The “Kam Kotia Project Case Study” in the February/March 2008 issue of Geosynthetics magazine starts off with interesting descriptions of the project design, geosynthetic testing, and construction.
However, the summary and recommendations section provides misleading statements. The author writes, “As per the GRI’s White Paper of April 2005: Do not use GCLs with needlepunched nonwoven geotextiles on both sides unless one of the geotextiles is scrim-reinforced.”
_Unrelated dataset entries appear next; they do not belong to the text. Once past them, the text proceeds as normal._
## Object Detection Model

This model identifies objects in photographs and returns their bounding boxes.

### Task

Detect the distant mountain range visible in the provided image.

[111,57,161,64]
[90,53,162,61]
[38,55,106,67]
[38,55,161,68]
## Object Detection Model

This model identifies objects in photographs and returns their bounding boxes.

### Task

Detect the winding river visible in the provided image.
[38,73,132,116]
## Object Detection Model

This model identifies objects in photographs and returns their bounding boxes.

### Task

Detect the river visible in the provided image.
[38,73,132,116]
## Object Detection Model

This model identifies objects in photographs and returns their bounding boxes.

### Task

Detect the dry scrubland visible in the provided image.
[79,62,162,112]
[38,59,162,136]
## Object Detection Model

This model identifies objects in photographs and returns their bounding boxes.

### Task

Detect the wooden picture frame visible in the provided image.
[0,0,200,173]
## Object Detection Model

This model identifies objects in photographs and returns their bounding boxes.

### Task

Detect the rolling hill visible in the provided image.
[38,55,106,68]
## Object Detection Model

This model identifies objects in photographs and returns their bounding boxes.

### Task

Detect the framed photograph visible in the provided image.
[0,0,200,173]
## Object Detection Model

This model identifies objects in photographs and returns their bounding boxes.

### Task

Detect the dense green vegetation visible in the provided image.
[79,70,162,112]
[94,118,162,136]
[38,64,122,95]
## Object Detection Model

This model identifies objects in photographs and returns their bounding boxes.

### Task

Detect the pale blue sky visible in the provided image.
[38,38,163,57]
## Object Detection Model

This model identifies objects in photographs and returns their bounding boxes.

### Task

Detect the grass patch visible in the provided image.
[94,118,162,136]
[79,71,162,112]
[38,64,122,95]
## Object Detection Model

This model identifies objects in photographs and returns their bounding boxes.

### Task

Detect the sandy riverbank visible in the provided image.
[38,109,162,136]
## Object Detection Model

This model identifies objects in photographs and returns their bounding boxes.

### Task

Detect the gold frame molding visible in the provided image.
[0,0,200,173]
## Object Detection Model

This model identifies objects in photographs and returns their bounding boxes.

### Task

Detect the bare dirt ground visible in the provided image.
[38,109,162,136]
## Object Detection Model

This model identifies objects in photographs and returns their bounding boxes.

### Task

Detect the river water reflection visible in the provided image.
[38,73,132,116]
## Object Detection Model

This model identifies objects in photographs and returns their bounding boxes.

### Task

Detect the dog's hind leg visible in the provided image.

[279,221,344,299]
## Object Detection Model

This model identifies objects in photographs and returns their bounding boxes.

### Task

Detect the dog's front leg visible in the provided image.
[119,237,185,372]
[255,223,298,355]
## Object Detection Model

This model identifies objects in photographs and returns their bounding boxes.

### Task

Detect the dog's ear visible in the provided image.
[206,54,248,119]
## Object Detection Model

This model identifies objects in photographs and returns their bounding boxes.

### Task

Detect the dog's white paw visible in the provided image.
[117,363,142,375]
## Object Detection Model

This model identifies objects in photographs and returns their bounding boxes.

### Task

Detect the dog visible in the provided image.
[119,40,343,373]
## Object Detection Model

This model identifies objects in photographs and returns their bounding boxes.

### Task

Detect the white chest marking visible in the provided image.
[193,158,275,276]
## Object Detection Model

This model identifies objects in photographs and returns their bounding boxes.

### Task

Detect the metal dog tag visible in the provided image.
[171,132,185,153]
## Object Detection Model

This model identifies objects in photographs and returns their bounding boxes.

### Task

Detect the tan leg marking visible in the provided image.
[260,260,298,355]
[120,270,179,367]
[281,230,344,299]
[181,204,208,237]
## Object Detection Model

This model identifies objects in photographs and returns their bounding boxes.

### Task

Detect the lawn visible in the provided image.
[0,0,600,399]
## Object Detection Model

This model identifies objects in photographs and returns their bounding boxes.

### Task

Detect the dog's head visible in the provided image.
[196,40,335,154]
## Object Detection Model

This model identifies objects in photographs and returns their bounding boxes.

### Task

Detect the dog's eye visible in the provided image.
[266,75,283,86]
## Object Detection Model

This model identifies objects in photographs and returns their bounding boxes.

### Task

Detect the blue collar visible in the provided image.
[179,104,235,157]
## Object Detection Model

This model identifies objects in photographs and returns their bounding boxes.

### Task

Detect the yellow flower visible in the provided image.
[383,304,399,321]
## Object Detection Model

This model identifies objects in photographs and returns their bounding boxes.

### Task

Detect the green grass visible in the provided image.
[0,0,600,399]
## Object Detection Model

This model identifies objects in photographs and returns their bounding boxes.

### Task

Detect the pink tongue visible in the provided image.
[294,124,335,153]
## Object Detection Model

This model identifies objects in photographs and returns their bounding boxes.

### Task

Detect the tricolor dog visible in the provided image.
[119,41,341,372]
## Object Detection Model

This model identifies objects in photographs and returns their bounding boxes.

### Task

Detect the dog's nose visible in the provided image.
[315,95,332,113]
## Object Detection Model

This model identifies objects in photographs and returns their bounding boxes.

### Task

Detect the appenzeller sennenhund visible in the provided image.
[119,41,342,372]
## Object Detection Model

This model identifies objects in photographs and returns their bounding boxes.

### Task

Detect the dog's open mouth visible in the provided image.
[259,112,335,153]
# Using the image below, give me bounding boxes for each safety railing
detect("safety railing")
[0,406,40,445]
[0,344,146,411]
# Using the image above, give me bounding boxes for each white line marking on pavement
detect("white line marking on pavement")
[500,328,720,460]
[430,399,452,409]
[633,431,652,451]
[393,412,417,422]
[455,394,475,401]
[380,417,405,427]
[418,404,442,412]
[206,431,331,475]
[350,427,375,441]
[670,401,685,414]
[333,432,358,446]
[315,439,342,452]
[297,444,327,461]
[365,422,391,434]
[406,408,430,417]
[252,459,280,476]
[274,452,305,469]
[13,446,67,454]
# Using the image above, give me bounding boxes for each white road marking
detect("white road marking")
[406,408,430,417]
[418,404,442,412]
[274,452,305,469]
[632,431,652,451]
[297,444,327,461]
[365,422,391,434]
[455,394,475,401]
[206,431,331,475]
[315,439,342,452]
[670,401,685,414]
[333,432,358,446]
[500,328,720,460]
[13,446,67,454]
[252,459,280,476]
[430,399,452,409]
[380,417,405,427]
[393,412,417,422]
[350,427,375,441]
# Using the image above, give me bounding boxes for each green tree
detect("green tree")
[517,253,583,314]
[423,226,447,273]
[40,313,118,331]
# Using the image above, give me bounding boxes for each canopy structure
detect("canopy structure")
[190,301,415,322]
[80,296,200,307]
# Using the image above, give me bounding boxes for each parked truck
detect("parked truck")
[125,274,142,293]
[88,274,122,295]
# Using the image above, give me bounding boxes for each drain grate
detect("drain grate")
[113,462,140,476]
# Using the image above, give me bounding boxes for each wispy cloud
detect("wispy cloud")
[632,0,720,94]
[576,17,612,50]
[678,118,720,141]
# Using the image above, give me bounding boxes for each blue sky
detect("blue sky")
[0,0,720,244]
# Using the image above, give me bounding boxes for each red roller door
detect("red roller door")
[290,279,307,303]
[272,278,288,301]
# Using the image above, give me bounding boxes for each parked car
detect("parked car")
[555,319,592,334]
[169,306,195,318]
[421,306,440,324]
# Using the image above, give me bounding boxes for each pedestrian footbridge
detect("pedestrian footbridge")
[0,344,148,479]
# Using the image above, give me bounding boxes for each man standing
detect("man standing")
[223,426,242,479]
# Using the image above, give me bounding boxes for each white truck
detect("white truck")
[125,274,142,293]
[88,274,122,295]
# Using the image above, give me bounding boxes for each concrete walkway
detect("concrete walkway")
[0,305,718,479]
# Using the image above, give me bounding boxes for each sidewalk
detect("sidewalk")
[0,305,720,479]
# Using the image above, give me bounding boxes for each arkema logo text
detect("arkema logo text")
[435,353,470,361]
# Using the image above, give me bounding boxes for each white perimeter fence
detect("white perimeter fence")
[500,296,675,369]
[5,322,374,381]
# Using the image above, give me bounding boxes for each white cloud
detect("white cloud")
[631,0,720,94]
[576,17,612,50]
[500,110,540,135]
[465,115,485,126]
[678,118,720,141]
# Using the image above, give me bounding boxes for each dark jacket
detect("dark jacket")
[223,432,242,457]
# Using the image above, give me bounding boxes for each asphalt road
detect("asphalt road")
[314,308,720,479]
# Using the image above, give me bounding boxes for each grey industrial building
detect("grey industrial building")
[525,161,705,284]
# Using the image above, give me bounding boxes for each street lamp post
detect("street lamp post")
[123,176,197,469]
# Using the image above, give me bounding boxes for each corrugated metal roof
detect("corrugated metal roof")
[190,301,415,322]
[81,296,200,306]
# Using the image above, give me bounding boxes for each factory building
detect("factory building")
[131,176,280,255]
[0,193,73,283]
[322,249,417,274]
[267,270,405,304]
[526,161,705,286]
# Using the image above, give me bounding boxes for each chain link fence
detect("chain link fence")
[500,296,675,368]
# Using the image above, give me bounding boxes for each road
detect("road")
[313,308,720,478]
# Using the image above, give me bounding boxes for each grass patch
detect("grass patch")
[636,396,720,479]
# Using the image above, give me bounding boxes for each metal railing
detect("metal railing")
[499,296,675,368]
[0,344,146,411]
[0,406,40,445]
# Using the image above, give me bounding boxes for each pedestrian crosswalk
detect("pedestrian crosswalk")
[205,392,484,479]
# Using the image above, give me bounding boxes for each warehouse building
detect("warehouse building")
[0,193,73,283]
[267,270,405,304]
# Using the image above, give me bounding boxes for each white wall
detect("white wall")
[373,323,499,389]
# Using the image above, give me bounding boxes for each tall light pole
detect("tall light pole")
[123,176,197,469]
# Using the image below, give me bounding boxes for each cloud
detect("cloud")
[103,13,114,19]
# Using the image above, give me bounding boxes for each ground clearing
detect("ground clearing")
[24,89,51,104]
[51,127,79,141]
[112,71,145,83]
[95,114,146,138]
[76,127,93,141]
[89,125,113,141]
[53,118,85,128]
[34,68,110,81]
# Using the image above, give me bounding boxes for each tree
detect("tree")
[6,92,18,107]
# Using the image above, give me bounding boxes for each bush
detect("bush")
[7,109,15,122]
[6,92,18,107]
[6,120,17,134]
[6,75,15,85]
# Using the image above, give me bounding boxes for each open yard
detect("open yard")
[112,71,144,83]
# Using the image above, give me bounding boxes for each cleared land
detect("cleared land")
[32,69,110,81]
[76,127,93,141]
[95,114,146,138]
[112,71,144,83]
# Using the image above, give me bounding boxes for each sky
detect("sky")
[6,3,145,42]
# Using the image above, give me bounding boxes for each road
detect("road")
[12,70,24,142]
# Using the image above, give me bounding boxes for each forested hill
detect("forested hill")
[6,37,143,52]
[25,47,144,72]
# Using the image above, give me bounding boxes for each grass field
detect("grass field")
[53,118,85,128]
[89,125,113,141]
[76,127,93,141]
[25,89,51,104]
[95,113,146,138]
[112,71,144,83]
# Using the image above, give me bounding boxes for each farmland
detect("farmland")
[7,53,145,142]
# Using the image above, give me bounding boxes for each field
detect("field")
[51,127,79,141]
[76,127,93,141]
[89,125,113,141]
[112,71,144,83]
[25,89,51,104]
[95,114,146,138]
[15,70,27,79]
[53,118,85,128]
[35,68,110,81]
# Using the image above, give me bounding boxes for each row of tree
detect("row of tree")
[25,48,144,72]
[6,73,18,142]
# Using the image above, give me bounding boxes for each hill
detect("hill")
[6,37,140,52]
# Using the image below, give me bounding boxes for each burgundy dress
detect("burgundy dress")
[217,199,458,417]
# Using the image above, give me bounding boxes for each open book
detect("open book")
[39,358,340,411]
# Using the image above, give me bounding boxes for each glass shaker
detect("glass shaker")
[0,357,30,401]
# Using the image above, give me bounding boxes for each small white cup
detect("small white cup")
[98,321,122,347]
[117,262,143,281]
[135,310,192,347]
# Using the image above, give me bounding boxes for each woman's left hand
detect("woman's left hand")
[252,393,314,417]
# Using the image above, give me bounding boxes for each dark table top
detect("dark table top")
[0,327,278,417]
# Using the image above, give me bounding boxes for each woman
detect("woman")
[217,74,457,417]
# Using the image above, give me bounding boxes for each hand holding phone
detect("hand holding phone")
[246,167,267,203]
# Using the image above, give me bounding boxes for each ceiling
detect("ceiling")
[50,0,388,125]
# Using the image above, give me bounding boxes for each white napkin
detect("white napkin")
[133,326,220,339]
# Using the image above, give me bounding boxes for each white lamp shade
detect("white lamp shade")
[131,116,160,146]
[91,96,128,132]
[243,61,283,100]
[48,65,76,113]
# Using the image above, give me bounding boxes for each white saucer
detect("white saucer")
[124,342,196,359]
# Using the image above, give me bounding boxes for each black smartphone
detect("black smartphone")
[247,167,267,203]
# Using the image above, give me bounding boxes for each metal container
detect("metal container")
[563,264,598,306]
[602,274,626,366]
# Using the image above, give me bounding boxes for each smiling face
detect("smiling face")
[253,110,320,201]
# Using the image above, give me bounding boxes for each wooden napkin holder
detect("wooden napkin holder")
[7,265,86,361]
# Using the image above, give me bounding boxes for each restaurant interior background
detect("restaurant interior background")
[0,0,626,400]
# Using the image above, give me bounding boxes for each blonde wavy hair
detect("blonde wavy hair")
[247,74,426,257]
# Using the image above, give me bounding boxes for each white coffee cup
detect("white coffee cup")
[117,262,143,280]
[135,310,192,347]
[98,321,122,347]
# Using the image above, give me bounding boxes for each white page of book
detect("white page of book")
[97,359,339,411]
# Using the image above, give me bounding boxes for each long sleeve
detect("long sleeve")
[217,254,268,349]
This GRI White Paper is taken totally out of context and does not apply to all GCL applications. The GRI White Paper #5 (April 2005) titled “In-Situ Separation of GCL Panels Beneath Exposed Geomembranes” referred to several cases over nearly 20 years where GCL was overlaid by a geomembrane and exposed to the environment for a period of 2 months to 5 years. The rare type of GCL panel separation described is not envisioned to occur for the more common situation, such as Kam Kotia Mine, where timely soil cover is placed over the GM/GCL composite liner.
Also, the use of a scrim-reinforced nonwoven is only 1 of 6 recommendations for exposed geomembrane applications. It should be noted that prominent geotechnical engineers utilize needlepunched GCLs with nonwoven geotextiles on both sides without any scrim reinforcement, even in exposed geomembrane applications.
In such cases they apply one of the other recommendations of the GRI White Paper #5; that is, they perform testing and increase the overlaps accordingly (Thiel et al., “Practical Guidelines for Specifying GCL Overlaps–Accounting for Shrinkage in the Field,” GFR, Vol. 23, No. 8).